Thread: SQL Query Optimization

SQL Query Optimization

From
Dav Coleman
Date:
Hello,

I am using postgresql to house chemical informatics data which consists of
several interlinked tables with tens of thousands (maximum) of rows.  When
doing search queries against these tables (which always requires multiple
joins) I have noticed that the semantically equivalent SQL queries can differ
vastly in speed performance depending on the order of clauses ANDed
together ( "WHERE cond1 AND cond2" takes forever, but  "WHERE cond2
AND cond1" comes right back).

So it appears I need to do some pre-optimization of the SQL query generated
by the user before submitting it to postgresql in order to guarantee (or
at least increase the likelihood of) the fastest results. I've tried STFW and
RTFM but haven't found any good pointers on where to start with this, 
although I feel that there must be some published algorithms or theories. 
Can anyone point me to a URL or other source to get me on my way?

Also, I wonder if this sort of query optimization is built into other 
databases such as Oracle?

I did find this URL: http://redbook.cs.berkeley.edu/lec7.html
which seems to be interesting, but honestly I'm far from a DB expert so I
can't follow most of it, and I can't tell if it is talking about optimization 
that can be done in application space (query rewrite) or something that has
to be done in the database engine itself. I'm going to try to find the book
it references though.

Basically I feel a bit in over my head, which is ok but I don't want to
waste time paddling in the wrong direction, so I'm hoping someone can
recognize where I need to look and nudge me in that direction. Maybe I 
just need proper terminology to plug into google.

Thanks,
Dav



-- 
Dav Coleman
http://www.danger-island.com/dav/


Re: SQL Query Optimization

From
"Josh Berkus"
Date:
Dav,

> I am using postgresql to house chemical informatics data which
> consists of
> several interlinked tables with tens of thousands (maximum) of rows.
>  When
> doing search queries against these tables (which always requires
> multiple
> joins) I have noticed that the semantically equivalent SQL queries
> can differ
> vastly in speed performance depending on the order of clauses ANDed
> together ( "WHERE cond1 AND cond2" takes forever, but  "WHERE cond2
> AND cond1" comes right back).

In most cases, the above kind of optimization difference is due to how
you indexed the table.  If, for example, you have an index on (field2,
field1), and you do a "WHERE field1 = y and field2 = x" then the query
parser probably won't use the index because the field order is
different.

Fortunately, in Postgres 7.2, you now get index usage statistics.Hopefully another user will follow-up this e-mail by
explaininghow to
 
access them.

The idea is that, if you find that certain views and queries are very
slow, then check what tables they all have in common.  Then check the
indexes and statistics for each table.  If you see a large table with
only 3 indexes, none of which are getting much use, then they are
pobpably the wrong indexes or you need to change the structure of your
WHERE clause.  Also, EXPLAIN can be a big help here.

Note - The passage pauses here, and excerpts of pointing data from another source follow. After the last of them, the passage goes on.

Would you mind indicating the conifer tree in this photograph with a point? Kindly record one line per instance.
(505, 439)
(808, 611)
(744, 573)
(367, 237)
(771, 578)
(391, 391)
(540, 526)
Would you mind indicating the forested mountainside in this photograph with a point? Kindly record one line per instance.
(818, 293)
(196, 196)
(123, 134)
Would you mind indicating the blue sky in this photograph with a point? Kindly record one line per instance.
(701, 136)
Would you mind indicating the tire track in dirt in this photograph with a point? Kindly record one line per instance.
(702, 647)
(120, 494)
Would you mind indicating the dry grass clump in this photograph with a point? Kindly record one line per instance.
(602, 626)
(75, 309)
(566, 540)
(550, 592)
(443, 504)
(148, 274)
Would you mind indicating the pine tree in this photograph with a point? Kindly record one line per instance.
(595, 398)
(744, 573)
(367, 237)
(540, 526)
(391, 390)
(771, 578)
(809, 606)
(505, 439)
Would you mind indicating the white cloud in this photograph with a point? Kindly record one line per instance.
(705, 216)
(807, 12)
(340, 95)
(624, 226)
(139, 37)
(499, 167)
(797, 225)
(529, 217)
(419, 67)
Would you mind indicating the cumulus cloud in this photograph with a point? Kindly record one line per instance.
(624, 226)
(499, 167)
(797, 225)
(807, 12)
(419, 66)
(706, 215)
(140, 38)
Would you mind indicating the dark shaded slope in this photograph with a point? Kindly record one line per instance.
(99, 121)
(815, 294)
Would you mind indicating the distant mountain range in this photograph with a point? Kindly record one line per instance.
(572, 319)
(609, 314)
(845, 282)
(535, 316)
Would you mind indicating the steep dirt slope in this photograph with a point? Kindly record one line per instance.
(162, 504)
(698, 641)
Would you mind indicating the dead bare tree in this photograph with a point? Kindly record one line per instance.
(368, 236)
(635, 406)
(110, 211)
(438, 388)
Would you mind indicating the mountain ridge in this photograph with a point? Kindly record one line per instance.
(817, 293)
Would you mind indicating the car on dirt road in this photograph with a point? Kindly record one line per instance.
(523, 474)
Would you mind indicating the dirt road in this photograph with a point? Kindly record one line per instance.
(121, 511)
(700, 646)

See http://techdocs.postgresql.org for more stuff about optimization.

I can understand that you'd like a tool to make all this easier for
you, but I haven't seen any such thing, unless it ships with the
Enterprise version of Oracle.

-Josh Berkus


Re: SQL Query Optimization

From
Tom Lane
Date:
"Josh Berkus" <josh@agliodbs.com> writes:
>> ( "WHERE cond1 AND cond2" takes forever, but  "WHERE cond2
>> AND cond1" comes right back).

> In most cases, the above kind of optimization difference is due to how
> you indexed the table.  If, for example, you have an index on (field2,
> field1), and you do a "WHERE field1 = y and field2 = x" then the query
> parser probably won't use the index because the field order is
> different.

Not at all.  Postgres understands very well that it's allowed to
rearrange AND'ed clauses.  Using current sources (so that you can
see the index condition in EXPLAIN):

regression=# create table foo (f1 int, f2 int, unique(f1,f2));
NOTICE:  CREATE TABLE / UNIQUE will create implicit index 'foo_f1_key' for table 'foo'
CREATE
regression=# explain select * from foo where f1 = 1 and f2 = 42;                             QUERY PLAN
----------------------------------------------------------------------Index Scan using foo_f1_key on foo
(cost=0.00..4.83rows=1 width=8)  Index Cond: ((f1 = 1) AND (f2 = 42))
 
(2 rows)

regression=# explain select * from foo where f2 = 42 and f1 = 1;                             QUERY PLAN
----------------------------------------------------------------------Index Scan using foo_f1_key on foo
(cost=0.00..4.83rows=1 width=8)  Index Cond: ((f1 = 1) AND (f2 = 42))
 
(2 rows)


I was curious about the details of Dav's query because it wasn't obvious
why he'd be getting a different result.  Perhaps the two query plans are
mistakenly estimated to have exactly the same cost?  (Although WHERE
clause order doesn't affect the set of plans considered, it can affect
the order in which they're considered, which might result in a different
choice between two plans that are estimated to have identical costs.)
Another possibility: perhaps neither condition is indexable, but cond1
is vastly more expensive to compute than cond2?  (Maybe it's a
sub-SELECT.)  Right now I don't believe there's any code in there that
will rearrange AND-clause order strictly on the basis of
cost-to-compute-the-clauses-themselves.
        regards, tom lane


Re: SQL Query Optimization

From
Dav Coleman
Date:
I should be more clear, the problem is that the application user can 
basically construct the SQL query dynamically, so I have no control on
how the original SQL query will be formed or what it will consist of.
It can be any possible query in practice. Because of this, it is not just
a matter of analyzing any specific queries, and i don't want to start
creating every possible index (although i might, if i have to).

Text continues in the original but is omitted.